– di Giuseppe Provenzano –
La nuova direzione artistica
E finalmente arriviamo al vero succo di questo excursus, il taglio netto con un passato fatto di cupi capelloni chitarreggianti, l’apertura verso il glorioso sol dell’avvenire.
Le dichiarazioni in merito di Sergio Sacchi hanno seguito sempre più spesso due binari paralleli: il primo è che la canzone d’autore sia ferma a Capossela; il secondo è quello della canzone senza aggettivi.
Ora, il punto è molto semplice: per poter parlare di nuove proposte artistiche, prima bisognerebbe conoscerle e seguirle. Se quella volontà manca a monte, possiamo tranquillamente chiudere baracca e burattini, rassegnarci tutti a parlare di Sangiovanni e, dopodiché, bere un bel bottiglione di assenzio a fondo bianco, cominciare a correre per casa e sperare magari di beccare qualche spigolo, risolvendo i problemi una volta e per tutte.
E questa è la soluzione più drastica.
Ne esiste una meno cruenta: farsi un culo quanto il traforo del Sempione e ricominciare ad ascoltare la musica che ci gira intorno.
Sembrerà strano, lo ammetto, ma si andrebbe a scoprire un panorama incredibile, con dentro così tanta bellezza da riempirci almeno cinque rassegne. Da Emma Nolde a Serena Diodati, passando per Narratore Urbano, Marco Castello, Alessandro Rocca, i Vintage Violence, Tuasorellaminore, Serena Alravilla e tanti, tantissimi altri.
Nel 2008, per dire, la rassegna ospitava le Cordepazze o gli Jang Senato, gente con nemmeno un album all’attivo, o giù di lì.
Negli ultimi anni un Fulminacci o un Motta non avrebbero trovato alcuno spazio, se non fosse stato per la vittoria come miglior opera prima. E questa non è un’idea personale o un preconcetto: basta guardare i cartelloni, sul sito del Club li trovate tutti.
Non sono le nuove proposte a mancare, è l’attenzione verso di loro che è quasi del tutto assente.
Dico “quasi” perché ogni tanto, poi, arrivano, totalmente inaspettati, dei picchi di genialità da pelle d’oca.
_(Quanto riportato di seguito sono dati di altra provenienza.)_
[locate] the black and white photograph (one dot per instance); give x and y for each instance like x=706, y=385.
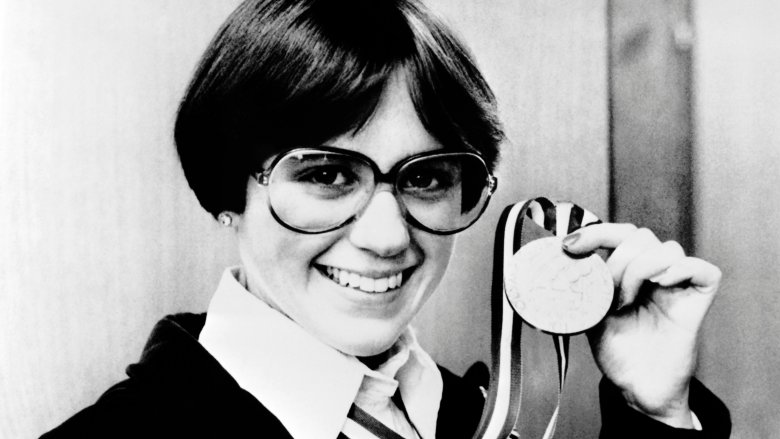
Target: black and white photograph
x=389, y=219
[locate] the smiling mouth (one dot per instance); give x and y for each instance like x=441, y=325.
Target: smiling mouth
x=364, y=283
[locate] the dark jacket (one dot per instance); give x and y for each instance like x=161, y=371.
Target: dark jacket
x=178, y=389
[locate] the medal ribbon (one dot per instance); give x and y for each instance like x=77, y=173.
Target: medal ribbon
x=502, y=406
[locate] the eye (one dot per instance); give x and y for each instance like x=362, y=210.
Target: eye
x=327, y=175
x=421, y=180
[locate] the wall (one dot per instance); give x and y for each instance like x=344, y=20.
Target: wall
x=737, y=157
x=100, y=237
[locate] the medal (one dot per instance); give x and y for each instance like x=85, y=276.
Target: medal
x=555, y=292
x=536, y=283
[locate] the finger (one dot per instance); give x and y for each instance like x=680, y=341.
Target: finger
x=699, y=273
x=592, y=237
x=636, y=243
x=654, y=260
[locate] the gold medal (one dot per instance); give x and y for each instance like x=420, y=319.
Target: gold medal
x=555, y=292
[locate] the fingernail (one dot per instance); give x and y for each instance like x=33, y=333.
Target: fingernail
x=658, y=278
x=570, y=239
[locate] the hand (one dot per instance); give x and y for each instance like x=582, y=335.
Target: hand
x=648, y=344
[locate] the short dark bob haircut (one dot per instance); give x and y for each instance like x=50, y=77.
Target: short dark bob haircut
x=286, y=73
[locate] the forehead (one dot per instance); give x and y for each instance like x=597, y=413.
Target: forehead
x=393, y=132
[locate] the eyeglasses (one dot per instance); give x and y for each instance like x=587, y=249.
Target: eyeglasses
x=317, y=190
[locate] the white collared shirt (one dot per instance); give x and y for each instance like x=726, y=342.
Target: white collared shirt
x=308, y=385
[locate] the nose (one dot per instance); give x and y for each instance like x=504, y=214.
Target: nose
x=381, y=228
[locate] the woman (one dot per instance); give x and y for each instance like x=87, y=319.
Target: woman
x=346, y=143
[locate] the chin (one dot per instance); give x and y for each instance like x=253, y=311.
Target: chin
x=368, y=340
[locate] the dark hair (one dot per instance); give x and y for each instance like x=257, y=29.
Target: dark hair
x=286, y=73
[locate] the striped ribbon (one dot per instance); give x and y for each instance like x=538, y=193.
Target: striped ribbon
x=502, y=406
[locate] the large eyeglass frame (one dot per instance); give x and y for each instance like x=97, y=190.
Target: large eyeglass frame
x=263, y=178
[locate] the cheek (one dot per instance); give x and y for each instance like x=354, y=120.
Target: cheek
x=438, y=251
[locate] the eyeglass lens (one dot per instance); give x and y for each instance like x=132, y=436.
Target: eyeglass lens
x=316, y=191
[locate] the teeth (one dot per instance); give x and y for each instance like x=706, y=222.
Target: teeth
x=363, y=283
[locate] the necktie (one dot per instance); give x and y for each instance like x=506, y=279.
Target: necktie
x=375, y=415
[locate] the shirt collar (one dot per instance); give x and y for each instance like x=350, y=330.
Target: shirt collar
x=308, y=385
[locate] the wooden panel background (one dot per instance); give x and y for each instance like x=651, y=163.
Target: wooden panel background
x=100, y=237
x=737, y=164
x=650, y=109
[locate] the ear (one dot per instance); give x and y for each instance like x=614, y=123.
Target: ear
x=228, y=219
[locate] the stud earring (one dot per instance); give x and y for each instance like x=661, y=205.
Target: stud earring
x=225, y=219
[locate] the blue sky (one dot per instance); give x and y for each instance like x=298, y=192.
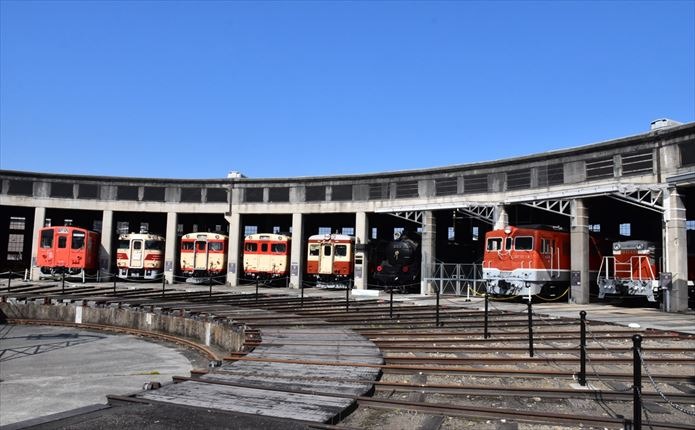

Alla rassegna di quest’anno, quella conclusa qualche giorno fa, per dire, c’era ospite Lucio Corsi.
Lucio ha alle spalle tre dischi, di cui l’ultimo prodotto da Francesco Bianconi, una partecipazione a Musicultura ed opening act a Baustelle e Brunori Sas.
Però l’evidente scollamento fra il club e la musica che ci cammina accanto ha fatto sì che lo abbiano chiamato a suonare a Il Tenco ascolta, il format dedicato agli emergenti, come il primo degli sconosciuti, in una serata che vedeva la partecipazione straordinaria di Alberto Fortis e di De Gregori.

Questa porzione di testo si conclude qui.